Angels and Demons Movie Summary

Scene from Angels & Demons

Look out for the plot hole! Scene from Angels & Demons

For those not blessed with the gift of faith, it is sometimes hard to tell what will enrage the devout. It could be a stray oath, a passing reference to monkeys, or a silly, contrived Hollywood blockbuster that is actually trying to do them a favour. Take the recent case of the Vatican, which was so irked by the prospect of a sequel to The Da Vinci Code (the 2006 adaptation of the Dan Brown bestseller) that it banned the film-makers from shooting in Rome's churches and is still weighing up calls for a boycott. But what's the problem here, exactly? Angels and Demons comes to save Catholicism, not bury it. Its only sin is stupidity.

Tom Hanks returns as Harvard symbologist Robert Langdon, spouting great reams of expository dialogue as he scurries through secret passages and totters over rooftops. Brown's source novel was actually published before The Da Vinci Code, though the film is – crucially – set afterwards. Having infuriated the authorities on his previous adventure, Langdon is summoned back to make amends. Following the death of the old Pope, a clandestine, science-worshipping society – the Illuminati – have kidnapped four cardinals and planted a bomb in the Vatican City. That's bad. Happily the Illuminati have also posted a video that both outlines their plans in considerable detail and provides a number of clues for Langdon to pick over. That's good, because without these clues we would have no plot, and no excuse for our hero to go puffing laboriously from one church to another, racing against the clock to find those cardinals and defuse that bomb; talking, talking all the while.

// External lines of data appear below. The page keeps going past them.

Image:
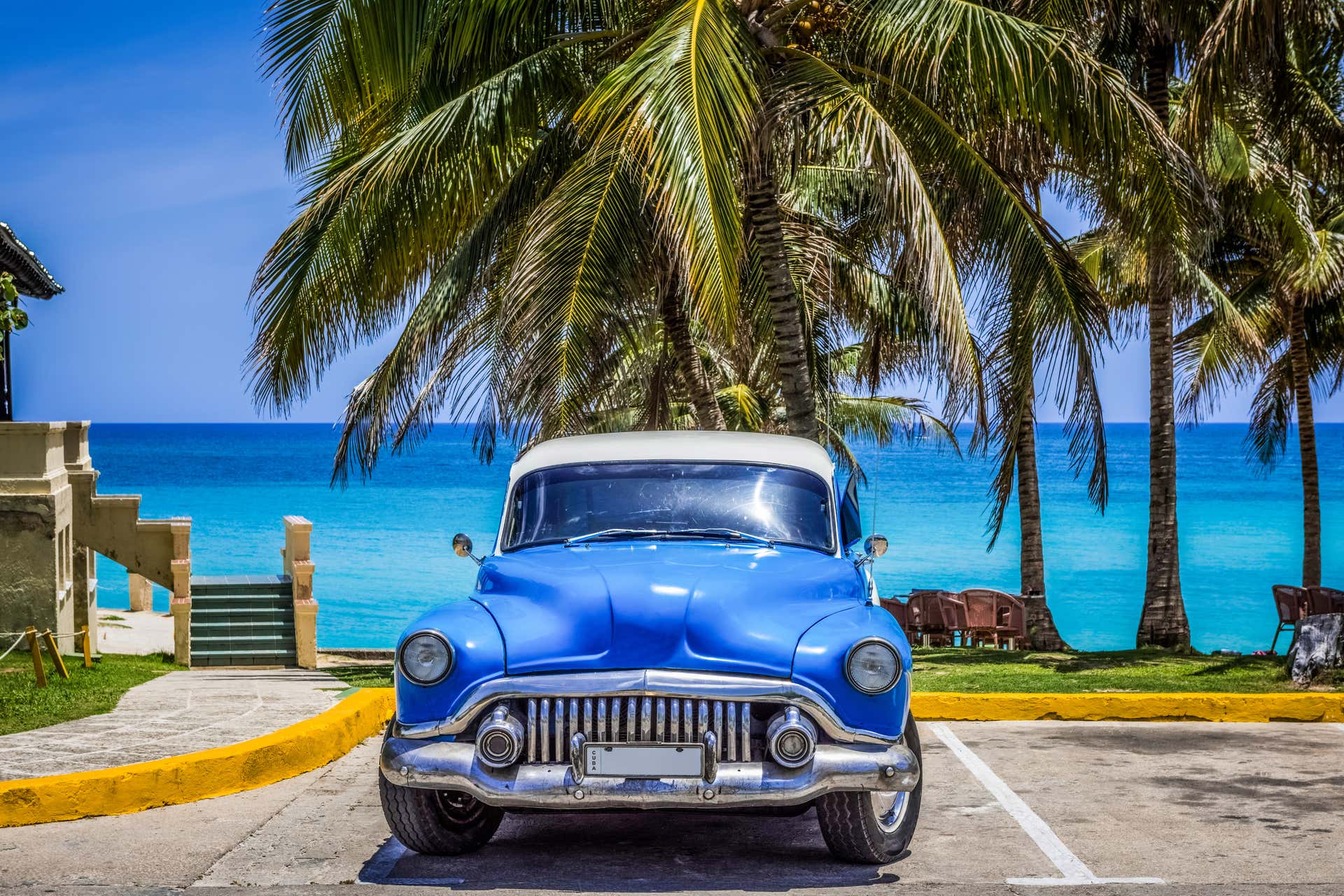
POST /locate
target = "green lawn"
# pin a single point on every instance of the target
(24, 706)
(365, 676)
(986, 671)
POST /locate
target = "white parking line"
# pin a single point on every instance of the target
(1075, 874)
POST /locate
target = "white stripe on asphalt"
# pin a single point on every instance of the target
(1074, 871)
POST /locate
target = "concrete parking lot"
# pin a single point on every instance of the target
(1121, 808)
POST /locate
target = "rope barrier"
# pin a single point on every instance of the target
(20, 640)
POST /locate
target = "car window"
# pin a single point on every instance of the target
(774, 503)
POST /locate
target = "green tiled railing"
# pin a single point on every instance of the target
(242, 621)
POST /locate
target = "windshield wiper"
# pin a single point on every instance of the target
(736, 535)
(612, 533)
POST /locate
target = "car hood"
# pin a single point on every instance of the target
(679, 605)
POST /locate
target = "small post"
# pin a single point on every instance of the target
(38, 669)
(55, 654)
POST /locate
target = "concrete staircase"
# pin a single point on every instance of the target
(242, 621)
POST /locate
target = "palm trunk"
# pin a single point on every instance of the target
(1042, 633)
(708, 415)
(1163, 621)
(800, 400)
(1028, 510)
(1307, 448)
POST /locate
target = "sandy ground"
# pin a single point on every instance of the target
(137, 633)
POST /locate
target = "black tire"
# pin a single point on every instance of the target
(851, 825)
(437, 822)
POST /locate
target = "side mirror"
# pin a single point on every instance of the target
(463, 547)
(873, 548)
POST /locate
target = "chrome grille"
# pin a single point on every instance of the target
(553, 722)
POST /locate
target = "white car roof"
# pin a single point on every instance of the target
(694, 445)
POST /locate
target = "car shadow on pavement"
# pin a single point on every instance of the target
(634, 852)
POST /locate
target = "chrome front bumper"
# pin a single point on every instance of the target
(454, 766)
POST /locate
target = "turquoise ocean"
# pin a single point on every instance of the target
(384, 547)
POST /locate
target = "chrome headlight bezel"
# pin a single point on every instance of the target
(895, 660)
(448, 653)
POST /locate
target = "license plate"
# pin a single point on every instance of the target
(644, 761)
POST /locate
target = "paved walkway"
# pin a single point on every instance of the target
(1008, 809)
(175, 713)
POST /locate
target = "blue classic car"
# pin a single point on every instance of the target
(668, 621)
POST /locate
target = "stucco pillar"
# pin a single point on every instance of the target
(141, 593)
(299, 567)
(36, 546)
(85, 577)
(179, 605)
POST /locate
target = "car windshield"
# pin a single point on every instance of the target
(670, 500)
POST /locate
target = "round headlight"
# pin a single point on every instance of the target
(873, 666)
(426, 659)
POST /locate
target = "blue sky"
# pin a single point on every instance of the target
(141, 160)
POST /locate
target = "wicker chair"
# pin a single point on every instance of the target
(1324, 601)
(933, 621)
(995, 615)
(1291, 603)
(981, 621)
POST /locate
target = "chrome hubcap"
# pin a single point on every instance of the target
(890, 809)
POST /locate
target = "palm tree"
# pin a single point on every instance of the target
(1281, 330)
(1236, 52)
(507, 181)
(1280, 260)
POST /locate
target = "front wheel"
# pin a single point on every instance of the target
(437, 822)
(873, 828)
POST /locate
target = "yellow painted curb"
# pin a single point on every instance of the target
(1128, 707)
(198, 776)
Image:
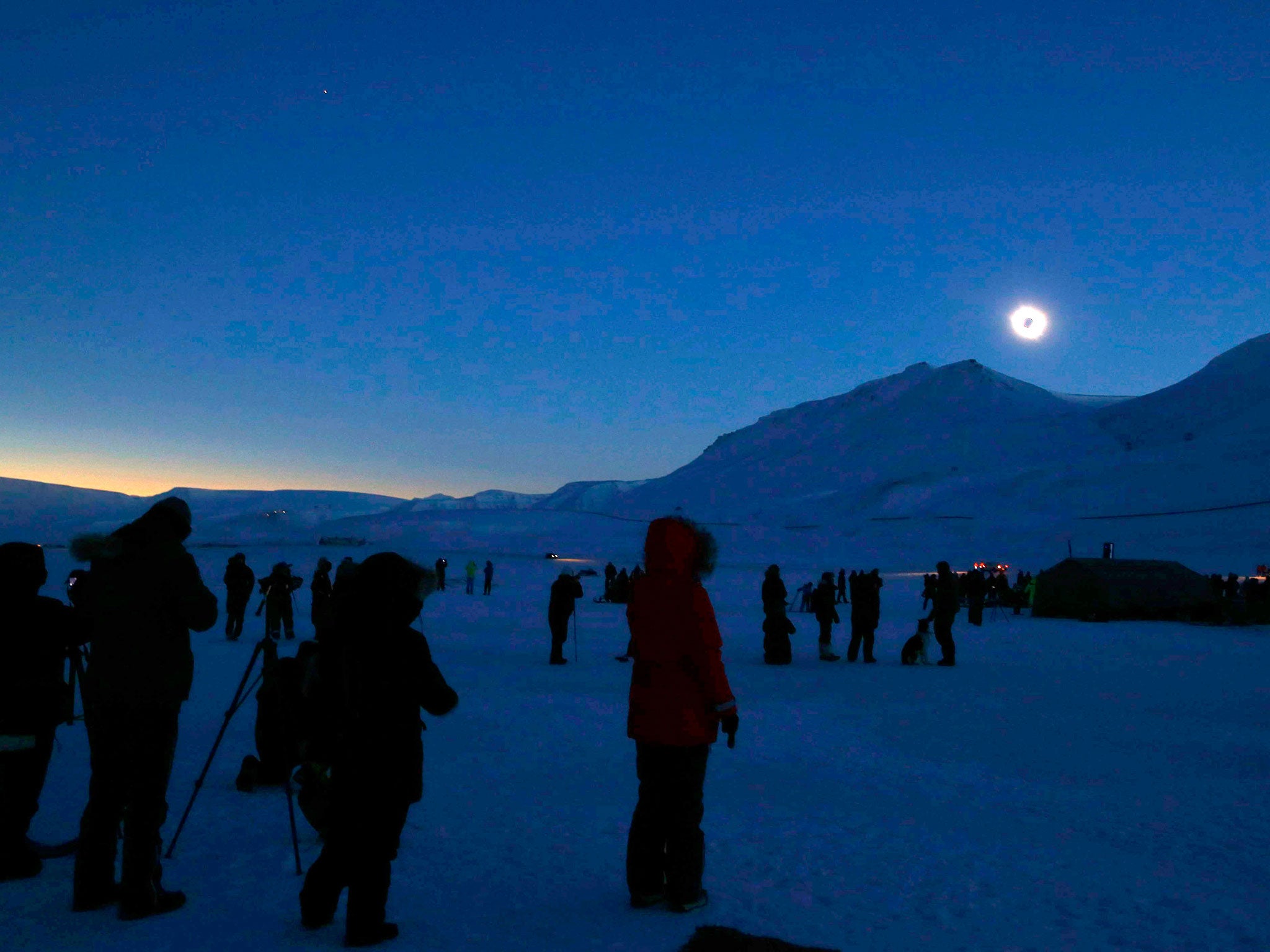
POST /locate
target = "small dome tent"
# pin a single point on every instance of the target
(1121, 589)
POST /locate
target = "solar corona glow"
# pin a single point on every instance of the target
(1029, 323)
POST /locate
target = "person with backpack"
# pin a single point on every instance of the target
(865, 615)
(277, 588)
(36, 639)
(386, 676)
(946, 604)
(678, 700)
(824, 603)
(566, 592)
(146, 596)
(239, 582)
(321, 612)
(776, 625)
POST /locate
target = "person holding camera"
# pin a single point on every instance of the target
(678, 699)
(37, 638)
(386, 674)
(146, 596)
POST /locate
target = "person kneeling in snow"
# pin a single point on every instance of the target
(678, 697)
(378, 771)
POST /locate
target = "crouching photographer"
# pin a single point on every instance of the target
(388, 674)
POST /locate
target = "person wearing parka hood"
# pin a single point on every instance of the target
(678, 697)
(144, 597)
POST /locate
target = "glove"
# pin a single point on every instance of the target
(730, 723)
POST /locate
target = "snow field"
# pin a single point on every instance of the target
(1067, 787)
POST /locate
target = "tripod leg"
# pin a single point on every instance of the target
(198, 785)
(291, 815)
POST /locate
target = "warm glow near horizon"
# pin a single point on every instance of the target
(115, 477)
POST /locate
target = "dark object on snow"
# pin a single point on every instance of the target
(566, 591)
(378, 772)
(915, 649)
(146, 597)
(277, 588)
(721, 938)
(776, 625)
(1121, 589)
(239, 582)
(678, 700)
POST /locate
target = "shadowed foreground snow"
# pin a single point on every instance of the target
(1068, 787)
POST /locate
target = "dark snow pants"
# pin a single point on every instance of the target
(944, 635)
(865, 633)
(361, 844)
(559, 635)
(235, 607)
(22, 778)
(130, 753)
(278, 616)
(666, 850)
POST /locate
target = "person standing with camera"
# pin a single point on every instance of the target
(385, 674)
(146, 596)
(36, 639)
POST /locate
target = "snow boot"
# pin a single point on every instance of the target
(373, 936)
(693, 904)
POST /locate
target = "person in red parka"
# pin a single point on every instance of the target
(680, 696)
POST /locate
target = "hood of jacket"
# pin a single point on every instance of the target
(671, 549)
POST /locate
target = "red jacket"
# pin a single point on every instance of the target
(678, 685)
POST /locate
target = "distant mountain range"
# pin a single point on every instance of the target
(959, 441)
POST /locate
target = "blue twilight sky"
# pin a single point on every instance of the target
(424, 247)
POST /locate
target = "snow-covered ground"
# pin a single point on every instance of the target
(1067, 787)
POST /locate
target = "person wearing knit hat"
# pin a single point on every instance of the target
(146, 597)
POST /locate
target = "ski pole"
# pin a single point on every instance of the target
(291, 815)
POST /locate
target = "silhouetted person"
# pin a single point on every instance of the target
(146, 596)
(678, 697)
(944, 611)
(928, 589)
(378, 771)
(277, 588)
(975, 593)
(321, 611)
(824, 601)
(566, 592)
(776, 625)
(239, 583)
(37, 637)
(865, 615)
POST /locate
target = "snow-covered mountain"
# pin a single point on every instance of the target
(980, 455)
(966, 441)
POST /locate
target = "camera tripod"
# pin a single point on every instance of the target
(241, 696)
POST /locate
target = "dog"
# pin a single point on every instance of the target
(915, 649)
(721, 938)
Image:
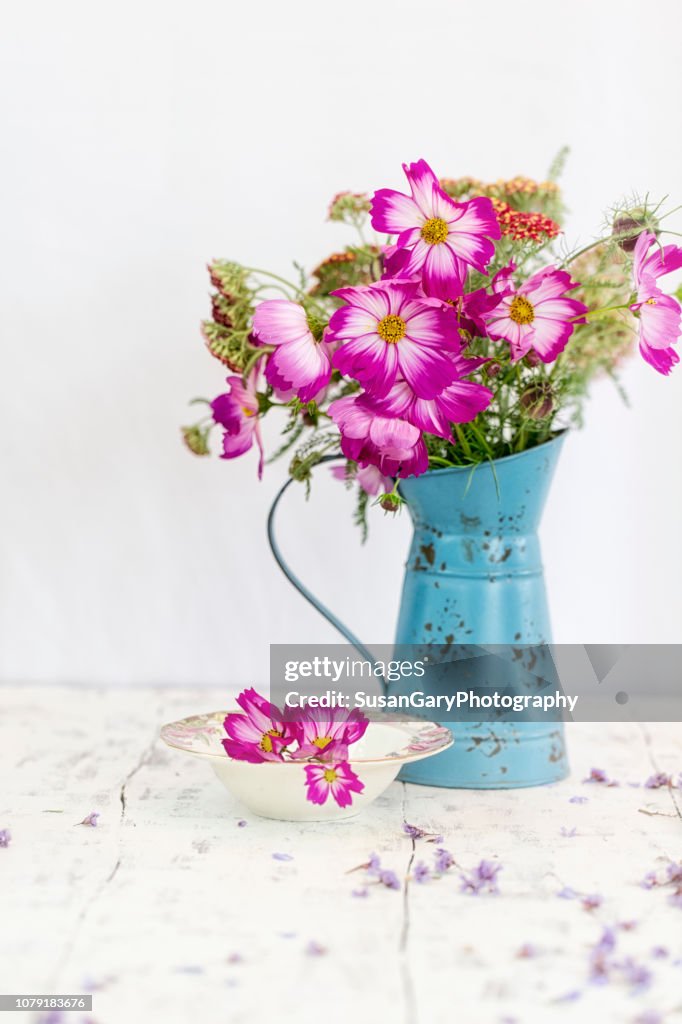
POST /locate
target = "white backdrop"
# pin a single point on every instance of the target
(143, 138)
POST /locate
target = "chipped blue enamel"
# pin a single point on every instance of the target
(474, 576)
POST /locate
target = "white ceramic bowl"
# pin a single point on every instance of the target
(276, 788)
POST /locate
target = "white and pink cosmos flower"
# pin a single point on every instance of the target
(260, 733)
(237, 413)
(327, 733)
(461, 401)
(387, 332)
(370, 438)
(338, 779)
(536, 315)
(659, 314)
(442, 238)
(300, 363)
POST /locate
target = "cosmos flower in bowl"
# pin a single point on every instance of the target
(318, 765)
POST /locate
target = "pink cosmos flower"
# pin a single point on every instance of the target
(339, 779)
(237, 412)
(259, 734)
(386, 330)
(299, 361)
(443, 238)
(659, 325)
(537, 315)
(370, 438)
(327, 733)
(459, 402)
(371, 479)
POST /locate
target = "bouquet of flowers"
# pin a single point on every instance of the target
(457, 334)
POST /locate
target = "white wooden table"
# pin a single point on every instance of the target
(170, 910)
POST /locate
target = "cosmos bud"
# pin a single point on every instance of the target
(632, 224)
(538, 401)
(390, 503)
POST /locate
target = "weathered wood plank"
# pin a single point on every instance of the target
(170, 908)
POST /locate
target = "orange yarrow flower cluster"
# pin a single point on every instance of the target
(523, 226)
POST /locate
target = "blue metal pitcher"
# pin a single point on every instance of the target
(474, 576)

Joining him on this quest is a foxy physicist (Ayelet Zurer) and a fresh-faced, progressive priest (Ewan McGregor) who may just turn out to be the Messiah. Elsewhere, Stellan Skarsgård plays the truculent head of the Swiss Guard, eyeing Langdon with a beady-eyed suspicion, while Armin Mueller-Stahl's silky cardinal steps up to inform us that "religion is flawed, but only because men is [sic] flawed". Fair enough, but time is fast running out. At 8pm the first victim winds up dead, and the runes and symbols turn more opaque. Langdon has until midnight to figure them out. After that the entire city will be razed by what is known in Latin as the Great Kablamo.

Angels and Demons is directed with a dogged, fawning efficiency by Ron Howard, who also oversaw The Da Vinci Code. On this occasion, the tone is less contentious, and possibly less cavalier as well. The film's argument seems to be that while there are a few bad apples in the Catholic church, the institution itself is well worth fighting for, and that science is hardly any better – particularly when it produces things that might blow up and kill people.

Justifying the Vatican's refusal to allow access to its holy sites, a spokesman explained that "normally we read the script, but this time it was not necessary. The name Dan Brown was enough". One hesitates to accuse the diocese of rushing to judgement, or of being too unresponsive, too shackled to old ways of thinking. But really. Dismiss Angels and Demons on its merits by all means. Howard's adaptation is unwieldy, elephantine and frequently foolish. But in its bumbling fashion it means no harm and even wants to help. What a conversion. Where the Dan Brown franchise once gave offence, it now mounts a glossy, multimillion dollar act of atonement.